Mechanical loading was concentrated in the collapsed lateral epiphysis below the lateral acetabulum with lateral displacement because of an apparent incongruence between the acetabulum and the capital femoral epiphysis. The authors assumed the decreased mechanical pressure at the medial portion of the capital femoral epiphysis occurred at that time. Thus, revascularization from the artery of the ligamentum teres may occur at the affected medial capital femoral epiphysis.

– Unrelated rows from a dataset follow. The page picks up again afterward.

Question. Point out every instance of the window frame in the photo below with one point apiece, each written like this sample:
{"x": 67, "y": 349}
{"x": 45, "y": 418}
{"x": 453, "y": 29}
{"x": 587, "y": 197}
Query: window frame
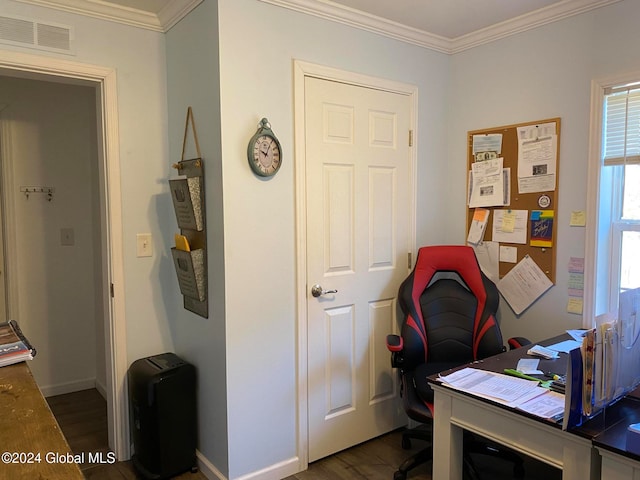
{"x": 591, "y": 291}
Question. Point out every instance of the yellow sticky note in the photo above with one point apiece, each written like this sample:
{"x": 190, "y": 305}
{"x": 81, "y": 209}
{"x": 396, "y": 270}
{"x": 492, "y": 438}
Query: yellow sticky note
{"x": 578, "y": 218}
{"x": 182, "y": 243}
{"x": 574, "y": 305}
{"x": 509, "y": 221}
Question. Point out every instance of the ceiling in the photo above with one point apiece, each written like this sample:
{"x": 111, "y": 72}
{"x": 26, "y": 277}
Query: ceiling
{"x": 444, "y": 25}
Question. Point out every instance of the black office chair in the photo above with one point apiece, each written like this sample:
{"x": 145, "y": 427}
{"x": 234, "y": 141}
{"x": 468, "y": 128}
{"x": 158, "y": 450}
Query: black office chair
{"x": 447, "y": 309}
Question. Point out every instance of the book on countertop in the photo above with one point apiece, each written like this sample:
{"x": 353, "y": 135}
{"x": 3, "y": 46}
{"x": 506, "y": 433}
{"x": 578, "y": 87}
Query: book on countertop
{"x": 14, "y": 346}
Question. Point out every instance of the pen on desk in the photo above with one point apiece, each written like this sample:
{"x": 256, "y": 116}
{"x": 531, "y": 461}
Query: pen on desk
{"x": 516, "y": 373}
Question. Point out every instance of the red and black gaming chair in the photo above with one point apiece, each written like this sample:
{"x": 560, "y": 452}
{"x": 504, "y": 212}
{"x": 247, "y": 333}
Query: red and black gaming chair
{"x": 447, "y": 310}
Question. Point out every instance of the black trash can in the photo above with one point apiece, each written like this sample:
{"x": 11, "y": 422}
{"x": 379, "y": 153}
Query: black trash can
{"x": 162, "y": 415}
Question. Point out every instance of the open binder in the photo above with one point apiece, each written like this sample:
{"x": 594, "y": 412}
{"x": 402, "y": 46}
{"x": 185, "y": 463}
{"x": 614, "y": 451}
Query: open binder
{"x": 14, "y": 346}
{"x": 607, "y": 365}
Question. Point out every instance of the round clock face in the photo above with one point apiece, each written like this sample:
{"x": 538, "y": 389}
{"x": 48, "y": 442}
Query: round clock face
{"x": 266, "y": 155}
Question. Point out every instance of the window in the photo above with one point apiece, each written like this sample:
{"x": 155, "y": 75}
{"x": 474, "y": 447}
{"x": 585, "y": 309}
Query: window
{"x": 618, "y": 235}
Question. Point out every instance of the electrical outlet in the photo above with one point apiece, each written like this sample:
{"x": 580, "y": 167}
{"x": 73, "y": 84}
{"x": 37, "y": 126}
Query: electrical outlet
{"x": 144, "y": 245}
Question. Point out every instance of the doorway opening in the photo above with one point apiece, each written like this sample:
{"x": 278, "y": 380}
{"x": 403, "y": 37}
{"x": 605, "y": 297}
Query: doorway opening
{"x": 108, "y": 270}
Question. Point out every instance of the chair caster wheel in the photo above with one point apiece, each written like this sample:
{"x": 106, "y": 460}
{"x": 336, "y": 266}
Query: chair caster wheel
{"x": 399, "y": 475}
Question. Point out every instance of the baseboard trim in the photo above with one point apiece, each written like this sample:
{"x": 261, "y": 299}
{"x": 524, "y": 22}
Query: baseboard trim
{"x": 277, "y": 471}
{"x": 69, "y": 387}
{"x": 207, "y": 468}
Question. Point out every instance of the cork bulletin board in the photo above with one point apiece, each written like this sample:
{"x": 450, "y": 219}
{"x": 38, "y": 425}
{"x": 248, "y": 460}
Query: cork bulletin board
{"x": 527, "y": 153}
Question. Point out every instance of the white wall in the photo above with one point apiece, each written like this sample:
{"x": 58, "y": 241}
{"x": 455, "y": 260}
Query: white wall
{"x": 543, "y": 73}
{"x": 53, "y": 143}
{"x": 138, "y": 56}
{"x": 258, "y": 44}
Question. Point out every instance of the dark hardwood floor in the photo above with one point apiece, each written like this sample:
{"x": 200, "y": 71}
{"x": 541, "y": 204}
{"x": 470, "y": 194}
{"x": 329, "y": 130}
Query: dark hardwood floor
{"x": 82, "y": 416}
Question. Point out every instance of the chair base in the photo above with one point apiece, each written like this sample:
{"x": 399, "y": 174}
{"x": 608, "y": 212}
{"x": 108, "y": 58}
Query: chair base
{"x": 471, "y": 445}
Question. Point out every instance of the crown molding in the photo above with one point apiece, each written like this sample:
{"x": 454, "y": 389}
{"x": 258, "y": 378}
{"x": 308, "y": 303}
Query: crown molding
{"x": 355, "y": 18}
{"x": 171, "y": 14}
{"x": 174, "y": 11}
{"x": 528, "y": 21}
{"x": 365, "y": 21}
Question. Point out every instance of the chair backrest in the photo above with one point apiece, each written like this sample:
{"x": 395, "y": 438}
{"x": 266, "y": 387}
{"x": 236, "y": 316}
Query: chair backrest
{"x": 448, "y": 307}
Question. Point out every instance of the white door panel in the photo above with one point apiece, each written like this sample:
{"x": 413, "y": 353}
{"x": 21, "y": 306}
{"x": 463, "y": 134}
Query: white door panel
{"x": 358, "y": 208}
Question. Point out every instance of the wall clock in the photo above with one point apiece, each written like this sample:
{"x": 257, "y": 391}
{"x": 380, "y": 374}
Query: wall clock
{"x": 264, "y": 153}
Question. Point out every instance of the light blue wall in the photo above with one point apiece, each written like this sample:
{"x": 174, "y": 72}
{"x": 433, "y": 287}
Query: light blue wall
{"x": 193, "y": 80}
{"x": 231, "y": 60}
{"x": 258, "y": 45}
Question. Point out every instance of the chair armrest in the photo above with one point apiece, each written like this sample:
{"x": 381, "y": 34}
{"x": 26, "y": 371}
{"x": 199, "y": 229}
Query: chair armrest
{"x": 394, "y": 343}
{"x": 517, "y": 342}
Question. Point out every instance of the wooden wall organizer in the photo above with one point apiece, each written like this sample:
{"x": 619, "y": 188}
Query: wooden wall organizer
{"x": 190, "y": 252}
{"x": 544, "y": 257}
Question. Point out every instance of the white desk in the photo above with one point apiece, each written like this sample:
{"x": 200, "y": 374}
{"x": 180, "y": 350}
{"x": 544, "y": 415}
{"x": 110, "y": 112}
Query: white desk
{"x": 455, "y": 411}
{"x": 618, "y": 467}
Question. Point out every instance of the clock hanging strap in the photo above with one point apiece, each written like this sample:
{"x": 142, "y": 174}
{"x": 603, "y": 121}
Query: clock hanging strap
{"x": 195, "y": 133}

Revascularization from the artery of the ligamentum teres of Perthes disease occurs as follows: After an ischemic episode of the capital femoral epiphysis, revascularization from the artery of the ligamentum teres starts to penetrate the involved medial portion of the capital femoral epiphysis. However, this vascular penetration is impaired by subchondral fracture and collapse at the weightbearing portion, corresponding with the medial margin of the acetabular roof. After progression of the lateral displacement, mechanical pressure is concentrated below the lateral acetabular roof. At that time, mechanical pressure at the medial epiphysis is decreased. Thus, revascularization consists of newly formed small arteries that start to penetrate into this area. After completion of healing, the blood supply of the artery of the ligamentum teres is not important for nourishment of the capital femoral epiphysis. The authors think normal vascular anatomy of the artery of the ligamentum teres is not related to the onset of the disease.